Monday, August 14, 2006

Stanford - Trip to San Francisco Day 3



As part of our vacation, my wife and I were planning to see Stanford and Berkeley (yes, we're geeks - deal with it). We jumped on the CalTrain, to Palo Alto. Got to Stanford just in time for our tour at 11am. We learned that it is the biggest campus in the country (and the second biggest in the world behind the University of Moscow) at 8180 acres.

One of the things our tour guide discussed was the houses on campus. Many are the usual communal homes, Greek housing or dormitory setups you would expect. However, some of them have their own chefs. His own house apparently has a chef who turned down a job at a four-star restaurant to remain at Stanford. Must be nice. No wonder college tuition is through the roof!
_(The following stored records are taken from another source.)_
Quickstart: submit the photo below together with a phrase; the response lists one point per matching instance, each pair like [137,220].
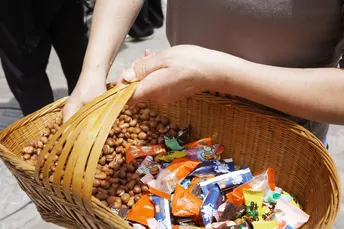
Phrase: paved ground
[12,198]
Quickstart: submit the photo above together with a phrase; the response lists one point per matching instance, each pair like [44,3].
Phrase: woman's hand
[84,92]
[171,75]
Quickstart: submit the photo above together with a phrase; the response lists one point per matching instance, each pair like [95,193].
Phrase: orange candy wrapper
[236,197]
[133,152]
[168,178]
[199,143]
[142,211]
[184,204]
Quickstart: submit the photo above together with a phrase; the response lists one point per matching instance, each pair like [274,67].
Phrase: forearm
[315,94]
[111,22]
Another interesting story that our tour guide told us concerned the physics department. A physics professor whose office was on on the first floor of the building won the Nobel Prize in 1996 (Douglas Osheroff, who shared the prize with Lee & Richardson at Cornell for the discovery of superfluidity in helium-3). A physics professor on the second floor won the Nobel Prize in 1997 (Steven Chu, who shared the prize with Cohen-Tannoudji and Phillips). A professor of physics and applied physics whose office was on the third floor won the Nobel Prize in 1998 (Robert Laughlin, who shared the prize with Störmer and Tsui for explaining the fractional quantum Hall effect). I assume at that point, the physics department started lobbying furiously for the addition of a fourth floor to their building ... alas, the 1999 prize went to tHooft and Veltman of the Netherlands.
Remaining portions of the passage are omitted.